When was the idea of creating a photo book born and why did you feel such a need?
As someone who started to take photos after a book he read, it was exciting to create a photo book because I had long been considering it. During a workshop I attended at FUAM (Photography Application Research Center), established within Mimar Sinan University, I was able to experience all stages of producing a photo book in as little as one week. Since artist books are available for all at affordable prices and because they are compact, easy to browse, freeing and intense artistic objects, I have the books of dozens of artists in my library.
How did you come up with the title “Free Fall”, what was the emotion that led you to it?
“Free Fall” was actually the title of my first big exhibition. It summarized my feelings during the social acts that took place before this exhibition, where approximately 60 of my photos were placed on some walls on the occasion of the FotoIstanbul Photography Festival in 2015, my emotions about the changing face of the city and the intense feelings that invaded me as I walked in the streets. None of the photographs I used in 2015 are in this book, but the same feeling has remained, just more intense now.
Did you take the photos for the book according to a plan or did you compile spontaneous photos and put them together?
I take photos almost every day. There were too many planned as well as unplanned shots. They were waiting to come together in the “Free Fall” folder. So I actually brought together the photos I included in the same subject.
One of the questions people want to ask about your photographs is probably why they are black & white and why you prefer night.
People indeed wonder about black & white photos and night shots. I work full time on weekdays so my me-time is from 5:00 pm until the first lights of the morning. It may appear that night is not directly my choice but black & white is definitely on purpose. I strive to express myself as sharply as I can through photography. I also feel the need to complete the narrative with some helpful tools. So it is actually about the pursuit of expression…
You created the book from the beginning to the end on your own, without any editorial support, so you actually “self published”. What were your key experiences, both technically and theoretically in this process?
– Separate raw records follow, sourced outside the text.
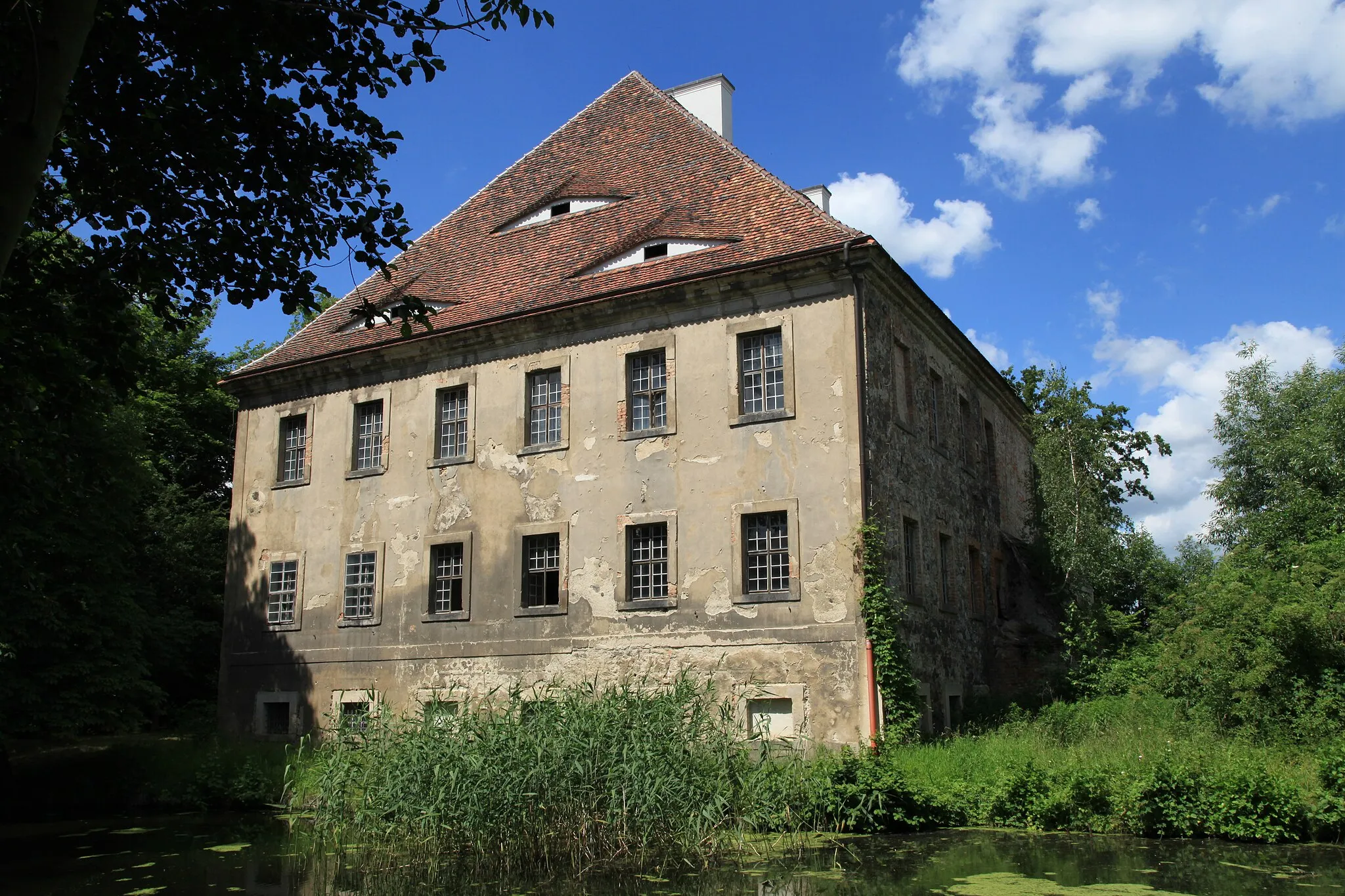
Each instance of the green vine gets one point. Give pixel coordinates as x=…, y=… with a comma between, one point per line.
x=883, y=620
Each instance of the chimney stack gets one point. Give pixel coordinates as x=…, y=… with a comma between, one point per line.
x=820, y=195
x=711, y=100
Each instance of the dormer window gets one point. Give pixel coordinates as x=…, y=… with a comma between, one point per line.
x=655, y=249
x=571, y=206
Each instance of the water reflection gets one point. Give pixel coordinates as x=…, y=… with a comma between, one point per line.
x=254, y=855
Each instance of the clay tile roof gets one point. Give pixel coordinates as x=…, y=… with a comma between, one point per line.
x=676, y=178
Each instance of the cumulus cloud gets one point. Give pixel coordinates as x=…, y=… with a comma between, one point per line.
x=877, y=205
x=1191, y=383
x=996, y=355
x=1090, y=213
x=1274, y=61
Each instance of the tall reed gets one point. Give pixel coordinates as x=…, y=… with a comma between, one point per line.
x=560, y=775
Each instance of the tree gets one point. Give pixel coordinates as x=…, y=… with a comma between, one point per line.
x=1087, y=461
x=214, y=148
x=1283, y=458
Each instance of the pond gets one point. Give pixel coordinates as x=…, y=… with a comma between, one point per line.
x=252, y=855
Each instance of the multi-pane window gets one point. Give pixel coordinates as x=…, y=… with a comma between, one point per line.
x=452, y=423
x=359, y=585
x=766, y=544
x=649, y=562
x=762, y=370
x=294, y=446
x=944, y=585
x=445, y=590
x=910, y=547
x=369, y=436
x=280, y=598
x=975, y=586
x=542, y=570
x=649, y=391
x=544, y=408
x=935, y=394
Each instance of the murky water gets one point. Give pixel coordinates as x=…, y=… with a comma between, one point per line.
x=252, y=855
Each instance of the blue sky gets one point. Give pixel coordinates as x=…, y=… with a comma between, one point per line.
x=1126, y=187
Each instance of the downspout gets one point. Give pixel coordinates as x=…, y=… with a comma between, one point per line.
x=861, y=398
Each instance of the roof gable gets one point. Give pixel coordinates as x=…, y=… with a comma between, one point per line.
x=669, y=175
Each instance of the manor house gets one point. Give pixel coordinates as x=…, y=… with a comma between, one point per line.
x=661, y=394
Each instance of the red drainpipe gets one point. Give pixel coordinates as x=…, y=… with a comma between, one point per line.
x=873, y=695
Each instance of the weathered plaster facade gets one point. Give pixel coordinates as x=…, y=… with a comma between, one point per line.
x=849, y=438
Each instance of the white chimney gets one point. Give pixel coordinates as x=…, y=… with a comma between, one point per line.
x=711, y=100
x=820, y=195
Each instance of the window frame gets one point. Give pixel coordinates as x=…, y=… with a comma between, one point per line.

What would you recommend to photographers that want to create a book?
Yes, I told the story with my own photographs and design. The most pleasant stage was the selection and editing process of the photographs. You embark on a journey to tell your own story freely by selecting and lining up photographs for an artistic object of no return. Once you are done with the selection, you have almost liberated the photos! Even though the same photographs can be used in exhibitions in different galleries or festivals, you need new photographs for photo books! The hardest thing that artists face as they try to create books of their own production without a publisher is choosing the printing house that will print the book and trusting the printer. Technically, printing house is the place where the object in your imagination comes to life. My only recommendation is for everyone to keep on dreaming and striving to make it come true…
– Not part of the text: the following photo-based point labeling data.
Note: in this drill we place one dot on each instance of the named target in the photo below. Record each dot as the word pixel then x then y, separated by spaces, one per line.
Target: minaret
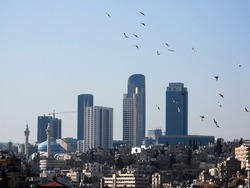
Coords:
pixel 48 132
pixel 26 134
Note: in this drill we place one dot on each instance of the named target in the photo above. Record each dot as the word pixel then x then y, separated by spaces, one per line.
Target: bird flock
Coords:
pixel 172 50
pixel 127 36
pixel 219 104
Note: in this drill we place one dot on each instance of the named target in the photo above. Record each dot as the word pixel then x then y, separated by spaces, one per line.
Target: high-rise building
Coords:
pixel 56 128
pixel 176 109
pixel 98 127
pixel 134 119
pixel 84 100
pixel 42 124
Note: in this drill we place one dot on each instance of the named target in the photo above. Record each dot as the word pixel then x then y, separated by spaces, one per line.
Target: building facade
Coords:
pixel 176 109
pixel 42 124
pixel 134 125
pixel 84 100
pixel 98 127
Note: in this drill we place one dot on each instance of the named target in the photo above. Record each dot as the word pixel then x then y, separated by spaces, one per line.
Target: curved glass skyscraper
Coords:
pixel 84 100
pixel 176 109
pixel 134 110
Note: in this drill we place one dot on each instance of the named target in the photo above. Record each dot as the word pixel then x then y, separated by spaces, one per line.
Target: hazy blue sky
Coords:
pixel 52 51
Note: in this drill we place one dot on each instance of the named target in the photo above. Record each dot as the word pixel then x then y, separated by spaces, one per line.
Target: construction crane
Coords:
pixel 54 113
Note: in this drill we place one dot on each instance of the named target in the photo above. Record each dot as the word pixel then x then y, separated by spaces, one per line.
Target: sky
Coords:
pixel 52 51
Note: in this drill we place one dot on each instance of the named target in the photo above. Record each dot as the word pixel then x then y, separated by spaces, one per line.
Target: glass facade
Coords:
pixel 84 100
pixel 176 109
pixel 134 108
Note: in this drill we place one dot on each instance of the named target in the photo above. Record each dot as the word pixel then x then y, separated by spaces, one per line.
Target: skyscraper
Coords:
pixel 55 124
pixel 42 124
pixel 176 109
pixel 98 127
pixel 134 119
pixel 84 100
pixel 56 128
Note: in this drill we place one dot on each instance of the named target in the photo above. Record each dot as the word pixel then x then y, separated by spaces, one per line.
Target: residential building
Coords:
pixel 98 127
pixel 134 111
pixel 125 180
pixel 176 109
pixel 84 100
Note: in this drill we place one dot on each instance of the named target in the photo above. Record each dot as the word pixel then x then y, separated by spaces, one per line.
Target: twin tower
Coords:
pixel 134 111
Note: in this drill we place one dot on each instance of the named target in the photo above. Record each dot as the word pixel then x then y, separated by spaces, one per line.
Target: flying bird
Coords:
pixel 216 78
pixel 166 44
pixel 221 95
pixel 142 13
pixel 125 35
pixel 178 109
pixel 202 117
pixel 219 105
pixel 216 123
pixel 137 46
pixel 108 14
pixel 194 50
pixel 171 50
pixel 136 35
pixel 174 101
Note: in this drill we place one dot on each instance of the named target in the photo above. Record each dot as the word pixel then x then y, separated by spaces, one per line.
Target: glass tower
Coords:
pixel 84 100
pixel 42 124
pixel 176 109
pixel 134 111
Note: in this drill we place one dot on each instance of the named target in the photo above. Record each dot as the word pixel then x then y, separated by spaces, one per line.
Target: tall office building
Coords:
pixel 98 127
pixel 176 109
pixel 84 100
pixel 42 124
pixel 56 128
pixel 134 119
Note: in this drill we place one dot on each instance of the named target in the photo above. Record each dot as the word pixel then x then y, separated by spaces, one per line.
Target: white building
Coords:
pixel 98 127
pixel 125 180
pixel 133 124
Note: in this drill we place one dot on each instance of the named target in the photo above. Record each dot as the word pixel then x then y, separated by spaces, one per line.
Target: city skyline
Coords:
pixel 50 52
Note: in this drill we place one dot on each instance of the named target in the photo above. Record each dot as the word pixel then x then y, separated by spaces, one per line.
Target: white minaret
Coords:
pixel 26 134
pixel 48 132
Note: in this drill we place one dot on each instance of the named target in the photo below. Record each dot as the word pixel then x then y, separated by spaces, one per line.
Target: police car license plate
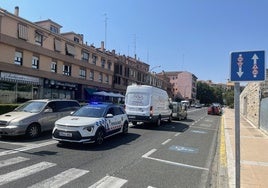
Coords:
pixel 65 134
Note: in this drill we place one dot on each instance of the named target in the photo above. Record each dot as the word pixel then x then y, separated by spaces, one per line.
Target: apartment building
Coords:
pixel 184 85
pixel 38 61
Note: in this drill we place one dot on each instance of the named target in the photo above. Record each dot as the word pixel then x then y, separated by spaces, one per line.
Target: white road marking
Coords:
pixel 177 134
pixel 12 161
pixel 167 141
pixel 109 182
pixel 26 148
pixel 21 173
pixel 170 162
pixel 60 179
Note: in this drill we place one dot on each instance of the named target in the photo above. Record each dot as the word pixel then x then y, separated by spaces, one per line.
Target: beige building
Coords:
pixel 38 61
pixel 184 85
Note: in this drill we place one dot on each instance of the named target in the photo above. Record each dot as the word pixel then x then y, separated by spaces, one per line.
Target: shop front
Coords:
pixel 59 90
pixel 17 88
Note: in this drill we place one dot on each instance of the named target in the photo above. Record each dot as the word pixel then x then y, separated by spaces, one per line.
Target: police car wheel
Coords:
pixel 99 137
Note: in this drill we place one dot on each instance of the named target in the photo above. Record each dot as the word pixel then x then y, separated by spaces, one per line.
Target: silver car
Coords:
pixel 35 116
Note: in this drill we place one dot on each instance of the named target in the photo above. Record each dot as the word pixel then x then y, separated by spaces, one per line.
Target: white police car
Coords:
pixel 91 123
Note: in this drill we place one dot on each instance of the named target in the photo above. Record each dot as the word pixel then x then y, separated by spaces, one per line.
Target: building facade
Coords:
pixel 38 61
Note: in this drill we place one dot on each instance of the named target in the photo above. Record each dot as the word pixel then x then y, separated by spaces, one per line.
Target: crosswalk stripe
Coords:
pixel 60 179
pixel 18 174
pixel 26 148
pixel 12 161
pixel 109 182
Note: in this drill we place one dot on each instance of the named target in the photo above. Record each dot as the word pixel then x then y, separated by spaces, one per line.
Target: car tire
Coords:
pixel 125 128
pixel 33 131
pixel 99 137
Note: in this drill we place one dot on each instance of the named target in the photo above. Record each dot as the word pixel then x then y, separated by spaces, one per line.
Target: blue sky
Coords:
pixel 178 35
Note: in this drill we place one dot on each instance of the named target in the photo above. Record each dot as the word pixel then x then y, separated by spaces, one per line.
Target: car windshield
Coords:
pixel 31 106
pixel 90 111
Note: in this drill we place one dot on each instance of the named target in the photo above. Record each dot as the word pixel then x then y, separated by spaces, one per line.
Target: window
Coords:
pixel 94 59
pixel 85 56
pixel 22 32
pixel 57 45
pixel 107 78
pixel 35 62
pixel 54 29
pixel 53 66
pixel 18 58
pixel 67 70
pixel 82 73
pixel 38 38
pixel 103 63
pixel 109 65
pixel 100 77
pixel 70 50
pixel 91 75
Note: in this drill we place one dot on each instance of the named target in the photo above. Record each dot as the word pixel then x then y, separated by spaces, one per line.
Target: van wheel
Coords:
pixel 99 137
pixel 158 122
pixel 33 131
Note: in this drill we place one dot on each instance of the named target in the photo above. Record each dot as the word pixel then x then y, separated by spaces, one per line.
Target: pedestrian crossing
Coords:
pixel 59 180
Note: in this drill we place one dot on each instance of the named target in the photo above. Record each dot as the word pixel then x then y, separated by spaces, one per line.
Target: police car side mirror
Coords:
pixel 109 116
What about the resources that you think nourish you? Books, music, films... Which ones influence your photos the most?
My biggest inspiration is Istanbul... It is a city with different stories at every corner. Even when I travel to other cities, I find myself taking photographs influenced by Istanbul. On the other hand, I think I am beginning to resemble the city where I live as years go by. Other than photography, I write and draw when I find the time. I used to make music and nowadays I am also producing videos. So everything that is happening around me influences not only my photos but also my life and my productions in different mediums of expression.